Sans l’ombre d’un doute, la réédition répond à une demande. Attente fondée sur le magnétisme de personnages hors norme plus que sur les péripéties qui, à l’occasion, atteignent une intensité et une cadence auxquelles ne résisteraient ni une existence ni la vraisemblance. La boiteuse, Gervaise Lamoureux, est de cette trempe. Son handicap, elle le traite comme un fait, non comme une infamie. Tout juste si elle tient à se rappeler à qui elle le doit. Son entourage, variable depuis l’enfance, elle l’accepte quand il le faut, le transforme si possible, le conteste au gré de sa détermination et de sa sagesse. Grâce à elle, nombreux sont ceux qui retrouvent leur dignité. Malgré les césures entre les volets de sa vie, la boiteuse infuse une constante vitalité dans des cellules conjugales et familiales à la fois apparentées et différentes. De La boiteuse à Au fil des jours, Gervaise Lamoureux affiche une cohérence qui surmonte les aléas de la vie.

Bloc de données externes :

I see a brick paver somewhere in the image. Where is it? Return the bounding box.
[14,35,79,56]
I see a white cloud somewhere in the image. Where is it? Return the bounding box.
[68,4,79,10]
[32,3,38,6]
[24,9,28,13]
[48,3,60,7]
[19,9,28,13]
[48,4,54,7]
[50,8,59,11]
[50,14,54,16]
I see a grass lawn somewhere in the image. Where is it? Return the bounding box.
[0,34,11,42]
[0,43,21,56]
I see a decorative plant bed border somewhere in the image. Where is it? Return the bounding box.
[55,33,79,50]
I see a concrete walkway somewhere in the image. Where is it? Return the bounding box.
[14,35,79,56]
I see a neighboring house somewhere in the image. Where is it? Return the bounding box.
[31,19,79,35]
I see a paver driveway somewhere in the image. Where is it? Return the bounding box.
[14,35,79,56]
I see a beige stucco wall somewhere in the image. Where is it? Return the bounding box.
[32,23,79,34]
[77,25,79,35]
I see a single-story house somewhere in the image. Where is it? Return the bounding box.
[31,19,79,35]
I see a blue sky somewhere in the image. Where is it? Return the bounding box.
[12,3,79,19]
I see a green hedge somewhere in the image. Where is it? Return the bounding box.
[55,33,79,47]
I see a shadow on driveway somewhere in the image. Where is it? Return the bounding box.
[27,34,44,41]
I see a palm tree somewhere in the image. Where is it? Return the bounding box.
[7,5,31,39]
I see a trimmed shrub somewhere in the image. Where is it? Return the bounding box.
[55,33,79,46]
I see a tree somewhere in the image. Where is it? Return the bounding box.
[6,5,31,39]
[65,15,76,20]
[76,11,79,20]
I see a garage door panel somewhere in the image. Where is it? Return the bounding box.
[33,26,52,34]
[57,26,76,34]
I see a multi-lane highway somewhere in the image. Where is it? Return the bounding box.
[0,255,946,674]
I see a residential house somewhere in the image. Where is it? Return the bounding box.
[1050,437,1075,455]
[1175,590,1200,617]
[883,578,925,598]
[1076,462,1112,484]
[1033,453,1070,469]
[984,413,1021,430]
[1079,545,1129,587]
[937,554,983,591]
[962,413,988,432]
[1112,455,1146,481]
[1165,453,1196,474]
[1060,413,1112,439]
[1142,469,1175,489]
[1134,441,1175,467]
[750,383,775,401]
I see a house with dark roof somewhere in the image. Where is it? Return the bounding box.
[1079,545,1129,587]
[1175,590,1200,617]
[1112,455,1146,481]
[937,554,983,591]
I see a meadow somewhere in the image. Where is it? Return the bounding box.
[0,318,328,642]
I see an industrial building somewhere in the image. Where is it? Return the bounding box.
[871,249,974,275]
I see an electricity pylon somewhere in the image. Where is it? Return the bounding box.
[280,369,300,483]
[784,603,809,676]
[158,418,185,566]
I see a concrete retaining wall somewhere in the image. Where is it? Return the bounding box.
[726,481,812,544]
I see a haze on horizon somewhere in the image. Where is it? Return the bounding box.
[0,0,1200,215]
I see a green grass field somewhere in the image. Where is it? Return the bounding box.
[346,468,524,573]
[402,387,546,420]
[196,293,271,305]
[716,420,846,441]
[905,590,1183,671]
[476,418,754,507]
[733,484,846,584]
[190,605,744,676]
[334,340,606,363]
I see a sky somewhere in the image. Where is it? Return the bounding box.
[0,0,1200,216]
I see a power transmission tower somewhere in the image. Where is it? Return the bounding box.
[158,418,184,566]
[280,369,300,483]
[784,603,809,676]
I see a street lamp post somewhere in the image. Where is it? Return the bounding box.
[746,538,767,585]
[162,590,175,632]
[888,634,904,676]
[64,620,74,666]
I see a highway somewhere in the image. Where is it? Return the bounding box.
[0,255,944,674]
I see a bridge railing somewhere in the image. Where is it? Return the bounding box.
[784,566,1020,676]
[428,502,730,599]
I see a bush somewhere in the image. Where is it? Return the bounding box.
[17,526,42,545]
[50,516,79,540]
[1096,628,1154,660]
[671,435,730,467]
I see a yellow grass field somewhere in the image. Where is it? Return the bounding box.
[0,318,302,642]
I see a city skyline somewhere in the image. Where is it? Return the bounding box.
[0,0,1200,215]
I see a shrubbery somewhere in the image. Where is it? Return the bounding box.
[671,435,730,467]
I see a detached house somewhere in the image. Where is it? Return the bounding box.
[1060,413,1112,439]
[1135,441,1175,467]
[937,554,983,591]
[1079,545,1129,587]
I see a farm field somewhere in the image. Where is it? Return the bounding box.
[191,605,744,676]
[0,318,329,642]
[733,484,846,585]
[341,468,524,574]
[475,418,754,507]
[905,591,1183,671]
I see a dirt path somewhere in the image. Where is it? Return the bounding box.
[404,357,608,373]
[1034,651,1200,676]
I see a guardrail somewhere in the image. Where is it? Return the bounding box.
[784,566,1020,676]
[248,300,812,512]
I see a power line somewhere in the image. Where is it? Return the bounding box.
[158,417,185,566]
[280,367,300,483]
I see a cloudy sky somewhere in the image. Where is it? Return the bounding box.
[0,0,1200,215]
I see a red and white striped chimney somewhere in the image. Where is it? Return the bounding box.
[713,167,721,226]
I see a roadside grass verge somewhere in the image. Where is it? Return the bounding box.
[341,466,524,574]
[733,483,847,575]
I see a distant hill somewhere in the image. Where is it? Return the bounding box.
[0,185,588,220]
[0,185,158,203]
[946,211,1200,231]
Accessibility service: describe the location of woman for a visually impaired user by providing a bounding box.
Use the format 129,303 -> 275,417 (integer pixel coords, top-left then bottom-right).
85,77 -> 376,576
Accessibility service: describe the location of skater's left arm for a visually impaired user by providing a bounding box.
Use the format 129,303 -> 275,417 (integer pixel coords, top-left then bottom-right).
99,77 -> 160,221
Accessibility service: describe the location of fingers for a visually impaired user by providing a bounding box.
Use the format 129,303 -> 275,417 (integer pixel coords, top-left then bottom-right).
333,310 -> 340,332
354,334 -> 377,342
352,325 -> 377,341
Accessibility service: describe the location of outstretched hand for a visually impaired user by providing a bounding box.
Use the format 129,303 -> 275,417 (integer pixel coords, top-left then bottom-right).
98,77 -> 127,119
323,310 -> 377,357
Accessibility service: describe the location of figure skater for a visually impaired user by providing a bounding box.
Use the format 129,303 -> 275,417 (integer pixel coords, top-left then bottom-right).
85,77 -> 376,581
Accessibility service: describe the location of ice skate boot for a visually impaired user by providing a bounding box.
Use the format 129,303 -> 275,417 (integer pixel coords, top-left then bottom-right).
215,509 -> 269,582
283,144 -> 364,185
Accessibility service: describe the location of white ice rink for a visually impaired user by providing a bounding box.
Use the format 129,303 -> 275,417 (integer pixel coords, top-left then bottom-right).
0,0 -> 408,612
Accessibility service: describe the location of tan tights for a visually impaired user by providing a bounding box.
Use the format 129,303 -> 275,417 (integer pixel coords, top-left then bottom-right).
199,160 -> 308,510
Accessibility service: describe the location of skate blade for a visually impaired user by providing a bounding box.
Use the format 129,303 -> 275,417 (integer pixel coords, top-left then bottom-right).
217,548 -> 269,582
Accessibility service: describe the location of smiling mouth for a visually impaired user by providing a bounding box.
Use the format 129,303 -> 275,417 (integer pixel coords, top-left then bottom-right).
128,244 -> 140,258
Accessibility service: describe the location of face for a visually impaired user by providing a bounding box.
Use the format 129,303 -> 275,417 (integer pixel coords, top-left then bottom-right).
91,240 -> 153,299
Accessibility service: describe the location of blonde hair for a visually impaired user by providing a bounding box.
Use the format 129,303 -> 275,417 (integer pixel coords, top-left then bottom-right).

Le parcours de la boiteuse est pourtant terriblement exigeant. Dès l’enfance, les drames s’abattent sur elle, depuis les deuils jusqu’aux mauvais traitements en passant par les amitiés laissées en jachère. Par ses délires, la mère brise et même ensanglante la famille. Son décès oblige le père à confier Gervaise à une famille d’accueil. Changement de décor peu profitable, tant les endosseurs, la conscience en sommeil, esquivent leurs responsabilités. Chercher refuge auprès du monde clérical ne vaudra à Gervaise que des avanies supplémentaires : tout en professant l’amour de Dieu et de ses créatures, la communauté conclut sans vergogne qu’un handicap physique enferme la postulante dans une vocation de deuxième ordre. C’est pourtant grâce à cette cruauté retorse que Gervaise atteint enfin une oasis : contre toute probabilité, l’homme qu’elle épouse sans le bien connaître lui procure sécurité et bonheur. Accalmie éphémère, car l’auteure a vite fait de remettre en marche les rouages qui broient son héroïne et émeuvent les lectrices : décès, insécurité, solitude, ruptures affectives, toutes les calamités occupent de nouveau l’agenda. Gervaise n’abdique pas, mais le bonheur lui a tant de fois fait faux bond que la sérénité lui devient plus méritoire. Dans Au fil des jours, Gervaise accueillera l’amour de nouveau, mais elle devra le défendre, celui-là aussi, contre une salve de calamités. C’est décidément beaucoup.
L’effort stylistique est patent et appréciable. L’auteure puise à paumes réunies dans le vocabulaire régional, au risque d’oser des expressions qu’on ne retrouve ni dans les dictionnaires usuels ni dans le Dictionnaire québécois-français de Lionel Meney, Ainsi morniche, « se faire passer un sapin » au sens de recevoir un savon… Mieux vaut pourtant cette couleur tirée du terroir que la froideur antiseptique. Périple alerte auquel il ne manque que la mesure.